YAZARLAR

Dünyaya uyumlanıp akmak

Versus Art Project ev sahipliğinde, Özge Yılmaz küratörlüğünde düzenlenen Fluid Dynamics sergisi, bizi birbirimize, doğaya, mekanlara bağlayan görünmez ağlara işaret ediyor.

“Zemin neresi? Gökyüzü nerede? Kaç kişi gördü bu gezegeni uzaktan çıplak gözleriyle?”
Küratör Özge Yılmaz, Yelta Köm’ün 'Olasılıksal Zeminler’i üzerine

Akışkanlar dinamiği, fluid dynamics. Akıyoruz, şekilleniyoruz, şekillendiriyoruz, adapte ediyoruz, adapte oluyoruz. Bu kez doğanın bizi ağır şekilde adapte olmak zorunda bıraktığı bir süreçten geçiyoruz. Garip bir şekilde hemen uyumlanıyoruz da... Eskiyi unutuveriyoruz. Doğanın bir parçasıyız sonuçta; şartlar ne getirirse kendimizden beklemediğimiz şekilde ona uyum sağlıyoruz.

Sudan yola çıkarak önümüze gelen bir sergi var karşımızda Versus Art Project’te. Su toprağa karışıyor, ağaçların köklerine işliyor, çekirdeğe ulaşıyor, çekirdekten başka bir akışkan olan ateşin lavlarıyla karşılaşıyoruz. Bu geçirgen, inanılmaz bir düzen ve dengeyle var olan dünyanın üzerine şehirler oturtuyoruz. Kendimizi, fikirlerimizi, ruh halimizi, vazgeçemediğimiz betonları... Bizi birbirimize, doğaya, mekanlara bağlayan görünmez ağlara işaret ediyor Fluid Dynamics sergisi. "Akışkanlık" kavramına, bu kavramın birey-mekân ilişkisi içinde doğa, kent ve sanal mekânlar üzerindeki yansımalarına ve yaşamın içindeki akışkanlık vurgusuna odaklanıyor.

Sergi bu hafta sonu bitiyor ama ben açıl-kapan, karantina/değil, hafta sonu yasak/hafta içi de zaten mesai dertlerinden sergiyi yerinde göremedim, günün gerçeklerine uyup sanal ortamda gezdim.
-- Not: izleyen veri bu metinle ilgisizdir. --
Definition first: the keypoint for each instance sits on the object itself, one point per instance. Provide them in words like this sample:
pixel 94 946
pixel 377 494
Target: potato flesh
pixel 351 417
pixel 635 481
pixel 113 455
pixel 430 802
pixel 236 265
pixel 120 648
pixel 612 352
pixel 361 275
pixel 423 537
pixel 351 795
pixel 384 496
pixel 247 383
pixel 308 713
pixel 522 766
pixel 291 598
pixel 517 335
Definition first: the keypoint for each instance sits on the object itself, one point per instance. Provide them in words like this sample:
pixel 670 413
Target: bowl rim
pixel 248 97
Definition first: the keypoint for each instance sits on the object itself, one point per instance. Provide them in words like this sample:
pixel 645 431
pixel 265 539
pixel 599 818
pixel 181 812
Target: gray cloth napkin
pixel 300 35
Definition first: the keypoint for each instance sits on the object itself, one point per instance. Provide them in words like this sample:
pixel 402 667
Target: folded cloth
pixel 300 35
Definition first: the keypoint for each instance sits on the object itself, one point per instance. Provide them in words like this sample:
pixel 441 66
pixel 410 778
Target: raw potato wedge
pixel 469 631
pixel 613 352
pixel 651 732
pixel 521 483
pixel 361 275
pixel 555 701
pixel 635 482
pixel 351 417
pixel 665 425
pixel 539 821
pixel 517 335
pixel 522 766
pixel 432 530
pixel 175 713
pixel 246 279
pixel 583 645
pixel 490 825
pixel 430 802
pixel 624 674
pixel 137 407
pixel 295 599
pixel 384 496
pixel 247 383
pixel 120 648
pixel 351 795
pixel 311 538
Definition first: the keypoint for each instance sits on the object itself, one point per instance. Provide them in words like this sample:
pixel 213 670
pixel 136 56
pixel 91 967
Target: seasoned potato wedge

Akışkanım sonuçta, adapte oluyorum...

ÇEKİRDEK, TOPRAK, KENT, SANAL MEKANLAR

Sergi ile ilgili en sevdiğim şey, küratör Özge Yılmaz’ın Özüm Ceren İlhan’a verdiği röportajda değindiği, serginin yanıt vermek yerine soru sormak üzerine inşa edilen kurgusu oldu. Sesi sakinleştiren, durgun zannetiğiniz ama yarın bir bakmışsınız bir o kadar da asi olabilecek suyun sesini dinleyerek, sanki toprak kokusunu duyarak geziyorsunuz galeride. Geziyor ve düşünüyorsunuz. Bu yer, bu gök, ne anlam ifade ediyor? Bizi hastalıklarıyla sallayan dünyada biz kimiz, neler yapıyoruz? Nelere uyumluyuz, neleri tahrip ediyoruz? Enstalasyonlar ve başarılı yerleştirmeleri, galerinin içinde yeni, katmanlı bir dünya yaratmış; işte o dünyada, düşünceler arasında akıp gidiyorsunuz.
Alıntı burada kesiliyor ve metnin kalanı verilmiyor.